In the Finale of the 7th, Mahler creates a vivid depiction of a world rich in “madness” and “folly” but also seems to be underlining the presence of so much “illusion” and “self-deception” in the dreamscapes of the previous movements. It is music that brings solace in Wagner’s philosophy and Mahler’s. On the one hand, this Finale is about Life, not legendary, heroic, Romantic fairy-tale life, but real, simple, smelly, noisy life. On the other hand, this Finale is about Music. When you are confonted with the madness of life, it is in music that you find solace.
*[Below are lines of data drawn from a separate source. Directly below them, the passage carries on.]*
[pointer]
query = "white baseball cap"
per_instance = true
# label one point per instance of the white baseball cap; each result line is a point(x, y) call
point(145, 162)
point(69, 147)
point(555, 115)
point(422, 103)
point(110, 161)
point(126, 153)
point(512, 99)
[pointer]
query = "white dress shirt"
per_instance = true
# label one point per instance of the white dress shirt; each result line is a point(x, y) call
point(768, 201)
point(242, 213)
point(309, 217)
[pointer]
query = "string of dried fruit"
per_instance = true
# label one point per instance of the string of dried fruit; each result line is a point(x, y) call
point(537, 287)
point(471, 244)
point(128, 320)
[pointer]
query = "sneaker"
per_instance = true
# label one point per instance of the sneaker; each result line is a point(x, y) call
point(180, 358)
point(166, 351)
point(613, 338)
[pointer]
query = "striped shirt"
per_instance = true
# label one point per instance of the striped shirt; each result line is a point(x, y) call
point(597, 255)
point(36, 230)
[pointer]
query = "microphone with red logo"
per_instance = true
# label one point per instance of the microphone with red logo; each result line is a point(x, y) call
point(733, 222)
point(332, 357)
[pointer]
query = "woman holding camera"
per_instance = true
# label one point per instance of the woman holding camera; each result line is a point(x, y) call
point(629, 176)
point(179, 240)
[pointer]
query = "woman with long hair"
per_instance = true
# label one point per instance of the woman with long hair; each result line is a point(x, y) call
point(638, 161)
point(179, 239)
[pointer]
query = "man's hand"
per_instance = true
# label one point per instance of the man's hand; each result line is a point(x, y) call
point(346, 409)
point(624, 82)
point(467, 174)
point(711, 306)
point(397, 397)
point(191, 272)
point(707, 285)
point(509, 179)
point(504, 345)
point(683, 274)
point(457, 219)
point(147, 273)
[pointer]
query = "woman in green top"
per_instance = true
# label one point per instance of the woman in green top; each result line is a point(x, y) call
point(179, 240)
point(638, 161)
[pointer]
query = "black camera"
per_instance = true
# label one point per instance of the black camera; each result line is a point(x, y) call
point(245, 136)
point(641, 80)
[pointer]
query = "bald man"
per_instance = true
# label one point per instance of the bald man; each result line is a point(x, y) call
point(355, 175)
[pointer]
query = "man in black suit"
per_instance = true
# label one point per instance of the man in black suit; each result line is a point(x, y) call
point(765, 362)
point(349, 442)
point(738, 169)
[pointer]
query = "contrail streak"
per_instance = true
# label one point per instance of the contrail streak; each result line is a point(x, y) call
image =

And here we find that Mahler’s choice of material, some of it banal, some of it borrowed, some of it even embarrassing is no accident. His obvious model here is Haydn, who always seemed to treat the most ridiculous themes in the most sophsisticated ways. Think of the Finale of Haydn 92- has such an absurd melody ever been put through such paces? Yes, but only in other Haydn pieces. This process always feels cathartic and humanizing, and so it is in Mahler. He takes this hodgepodge of ideas and makes from them the single most complex and virtuosic movement in all the symphonies, deconstructing almost his whole life’s work in the process. When we think of the symbolic power of the brass chorale at the end of the 3rd Symphony and compare it to the brass chorale which forms the refrain of this movement it’s almost like a mirror image. One is transcendent, the other is just party music, and yet, by the end, the party has become a transcendent experience. This movement marks the birth of late Mahler, the end of Romanticism and the beginning of the musical 20th c. with a movement that invents modernity by re-engineering Haydn using a tune by Wagner.